Perhaps the answer is simply that courtesy posts should just go to oss-security and forget about linux-distros? I am a little confused not to see mentions of that approach either in this blog post or the previous kernel discussions. Is the problem that oss-security rejects vague "This patch fixes CVE-xxxx whose description isn't public yet, please cherry-pick and I'll tell you what's going on next week" posts? (I don't see anything about this in oss-security's rules....)

Stenberg: Pre-notification dilemmas

Posted Apr 5, 2023 3:55 UTC (Wed) by vegard (subscriber, #52330) [Link]

Sending anything to distros is _always_ a courtesy. That part is very clear. Nobody is ever forced to send anything to the distros list. Some projects do, some don't; some security researchers do and others don't. The advance notification is extremely useful to the people working on a distribution, it allows for better testing, release planning, and prevents people from having to work unexpected extra hours.
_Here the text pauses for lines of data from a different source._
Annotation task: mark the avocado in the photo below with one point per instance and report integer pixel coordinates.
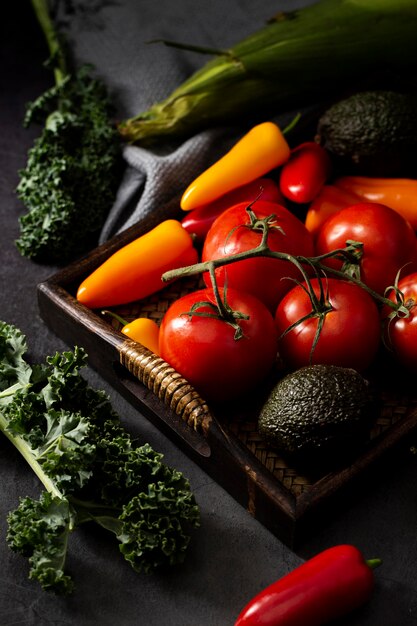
(318, 410)
(372, 133)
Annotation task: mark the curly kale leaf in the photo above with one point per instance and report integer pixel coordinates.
(92, 469)
(14, 371)
(156, 526)
(157, 507)
(72, 171)
(39, 530)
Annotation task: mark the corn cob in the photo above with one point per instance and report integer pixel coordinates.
(296, 58)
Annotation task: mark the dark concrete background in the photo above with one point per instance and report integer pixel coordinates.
(232, 556)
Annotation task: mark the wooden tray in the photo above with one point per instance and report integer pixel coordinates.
(224, 441)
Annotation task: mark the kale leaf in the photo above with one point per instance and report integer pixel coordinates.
(72, 172)
(91, 468)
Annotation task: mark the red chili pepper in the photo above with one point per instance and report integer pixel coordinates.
(306, 171)
(198, 221)
(324, 588)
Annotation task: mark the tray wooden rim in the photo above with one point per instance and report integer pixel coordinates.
(261, 494)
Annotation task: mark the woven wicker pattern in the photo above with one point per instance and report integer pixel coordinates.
(167, 384)
(174, 390)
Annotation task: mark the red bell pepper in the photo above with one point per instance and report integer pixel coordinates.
(323, 588)
(198, 221)
(305, 173)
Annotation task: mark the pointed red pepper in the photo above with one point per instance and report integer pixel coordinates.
(305, 172)
(326, 587)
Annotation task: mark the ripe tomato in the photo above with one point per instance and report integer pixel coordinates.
(205, 352)
(198, 221)
(389, 241)
(350, 334)
(401, 332)
(263, 277)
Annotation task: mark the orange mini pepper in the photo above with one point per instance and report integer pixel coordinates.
(399, 194)
(142, 329)
(135, 271)
(258, 152)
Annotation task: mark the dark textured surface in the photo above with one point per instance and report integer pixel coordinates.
(232, 556)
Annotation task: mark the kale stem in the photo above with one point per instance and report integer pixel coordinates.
(27, 454)
(52, 39)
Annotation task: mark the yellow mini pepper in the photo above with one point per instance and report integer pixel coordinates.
(258, 152)
(135, 271)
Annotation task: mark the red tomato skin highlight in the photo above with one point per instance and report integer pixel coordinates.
(265, 278)
(204, 351)
(389, 241)
(350, 336)
(401, 332)
(198, 221)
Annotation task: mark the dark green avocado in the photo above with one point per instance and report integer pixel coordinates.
(372, 133)
(318, 409)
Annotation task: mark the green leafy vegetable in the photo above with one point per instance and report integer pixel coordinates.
(91, 468)
(73, 167)
(299, 58)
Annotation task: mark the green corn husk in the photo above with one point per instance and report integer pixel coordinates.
(295, 59)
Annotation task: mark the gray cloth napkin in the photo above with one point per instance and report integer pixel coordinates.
(114, 37)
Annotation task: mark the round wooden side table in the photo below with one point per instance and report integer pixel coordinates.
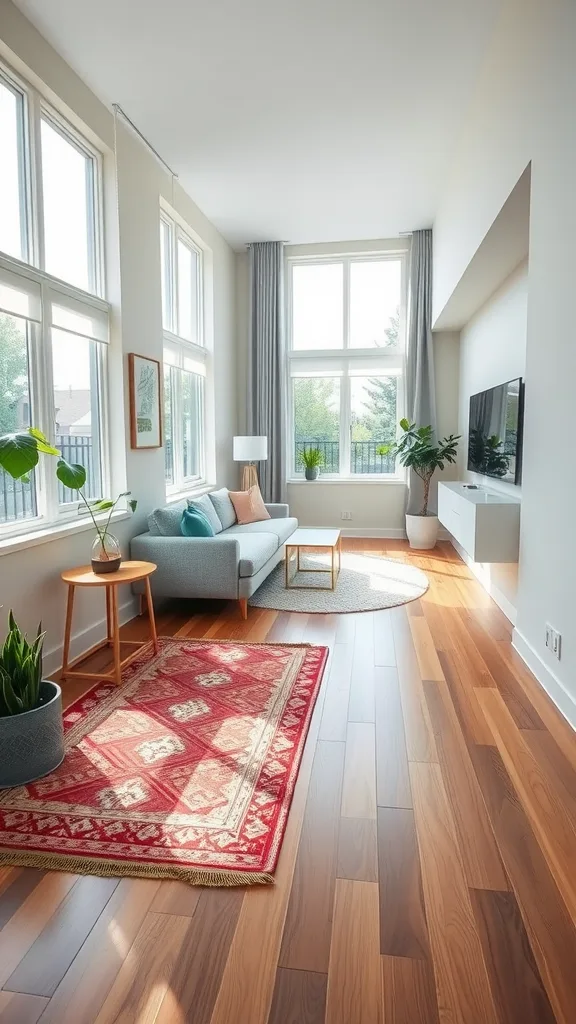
(83, 577)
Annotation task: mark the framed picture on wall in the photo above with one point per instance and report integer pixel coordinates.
(145, 378)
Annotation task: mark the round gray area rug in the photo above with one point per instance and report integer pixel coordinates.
(366, 583)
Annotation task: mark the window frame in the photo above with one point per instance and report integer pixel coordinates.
(343, 358)
(52, 513)
(195, 350)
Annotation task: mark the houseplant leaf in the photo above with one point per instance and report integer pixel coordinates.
(71, 474)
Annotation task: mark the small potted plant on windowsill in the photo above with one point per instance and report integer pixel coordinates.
(19, 454)
(31, 724)
(416, 450)
(312, 460)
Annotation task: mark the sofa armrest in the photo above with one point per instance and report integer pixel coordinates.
(190, 566)
(278, 510)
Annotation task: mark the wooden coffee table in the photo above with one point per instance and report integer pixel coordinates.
(302, 539)
(128, 572)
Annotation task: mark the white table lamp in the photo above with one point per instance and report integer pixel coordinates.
(249, 450)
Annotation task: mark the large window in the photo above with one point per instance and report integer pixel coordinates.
(345, 361)
(53, 321)
(186, 358)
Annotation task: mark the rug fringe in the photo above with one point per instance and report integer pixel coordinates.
(119, 868)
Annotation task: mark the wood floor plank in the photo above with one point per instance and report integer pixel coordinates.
(393, 779)
(551, 820)
(358, 850)
(200, 961)
(144, 979)
(361, 707)
(404, 930)
(547, 922)
(483, 866)
(425, 650)
(334, 719)
(359, 790)
(461, 978)
(86, 984)
(546, 710)
(459, 682)
(177, 898)
(305, 943)
(21, 883)
(16, 1008)
(40, 972)
(409, 991)
(384, 654)
(354, 994)
(522, 710)
(518, 991)
(299, 997)
(245, 993)
(419, 738)
(19, 934)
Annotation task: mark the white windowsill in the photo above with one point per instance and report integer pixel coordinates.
(197, 492)
(397, 481)
(18, 542)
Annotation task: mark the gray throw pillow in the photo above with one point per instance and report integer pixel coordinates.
(205, 505)
(224, 509)
(166, 521)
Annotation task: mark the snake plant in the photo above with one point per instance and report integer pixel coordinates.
(21, 671)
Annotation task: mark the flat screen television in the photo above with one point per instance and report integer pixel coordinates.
(495, 431)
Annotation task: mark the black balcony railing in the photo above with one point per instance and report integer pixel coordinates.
(17, 499)
(364, 456)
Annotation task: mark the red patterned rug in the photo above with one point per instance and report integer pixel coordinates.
(186, 771)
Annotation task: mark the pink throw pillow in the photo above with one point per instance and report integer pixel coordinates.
(249, 505)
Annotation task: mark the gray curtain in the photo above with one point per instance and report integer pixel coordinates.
(266, 365)
(420, 387)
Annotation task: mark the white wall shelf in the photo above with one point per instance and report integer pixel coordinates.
(485, 522)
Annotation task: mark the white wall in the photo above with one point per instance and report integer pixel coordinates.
(493, 350)
(524, 112)
(30, 579)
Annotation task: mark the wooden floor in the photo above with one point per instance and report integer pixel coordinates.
(428, 870)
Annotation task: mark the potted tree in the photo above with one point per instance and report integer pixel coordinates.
(31, 724)
(416, 450)
(312, 460)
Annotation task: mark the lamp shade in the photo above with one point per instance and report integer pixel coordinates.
(249, 449)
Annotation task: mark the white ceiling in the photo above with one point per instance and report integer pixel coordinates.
(300, 120)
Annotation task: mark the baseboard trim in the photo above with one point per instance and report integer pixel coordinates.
(500, 599)
(85, 639)
(553, 687)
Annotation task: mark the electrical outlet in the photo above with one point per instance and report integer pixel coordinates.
(553, 641)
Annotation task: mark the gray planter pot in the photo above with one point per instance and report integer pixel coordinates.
(32, 743)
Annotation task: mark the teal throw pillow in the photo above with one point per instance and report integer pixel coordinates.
(195, 523)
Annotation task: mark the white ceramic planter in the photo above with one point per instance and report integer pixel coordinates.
(422, 530)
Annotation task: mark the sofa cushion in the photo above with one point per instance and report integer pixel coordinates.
(205, 505)
(224, 508)
(281, 528)
(249, 505)
(255, 550)
(195, 523)
(166, 521)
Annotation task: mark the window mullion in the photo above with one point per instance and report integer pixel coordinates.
(36, 256)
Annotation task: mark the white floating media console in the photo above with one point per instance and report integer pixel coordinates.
(485, 522)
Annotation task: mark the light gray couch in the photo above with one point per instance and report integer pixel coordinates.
(231, 565)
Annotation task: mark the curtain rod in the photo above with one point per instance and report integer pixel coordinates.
(118, 111)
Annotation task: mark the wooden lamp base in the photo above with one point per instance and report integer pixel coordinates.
(249, 476)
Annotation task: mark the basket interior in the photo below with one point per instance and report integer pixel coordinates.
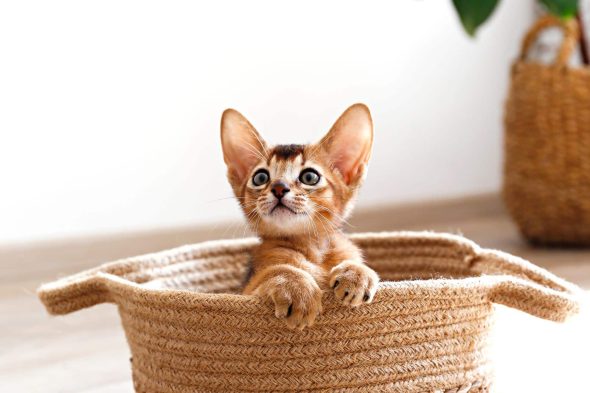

But let's be clear: it's both a courtesy to the people making a distribution as well as to the users of those distributions.

In a way, yes, it's perfectly fine to cross-post both to the distros list and to social media. What doesn't make sense is to publicly announce a security vulnerability and then at the same time expect the distros to hold off on shipping the fix.

The current distros list policy is there to set clear expectations for when an issue is considered public and can be disclosed (and when patches can be released); it establishes a protocol between reporter and receivers. In a way, the policy is there to prevent exactly this kind of issue where some parties are allowed to publish while others are not. (Sure, there are other concerns too, like ensuring that all issues will be disclosed within a given time frame -- this is a guarantee to non-members of the list and the community at large that distros will not keep things unfixed for too long.)

In the end, if you don't agree with the stated policy, then yes, don't send anything to the list. Just keep in mind that it's probably worse for everybody, and most notably the end users.

Stenberg: Pre-notification dilemmas

Posted Mar 30, 2023 21:53 UTC (Thu) by flussence (guest, #85566) [Link]

> Solar approached this whole thing in an open and friendly way, while Stenberg's responses were curt if not downright hostile.

I'll believe that when I see it. What definition of “open” is being used here?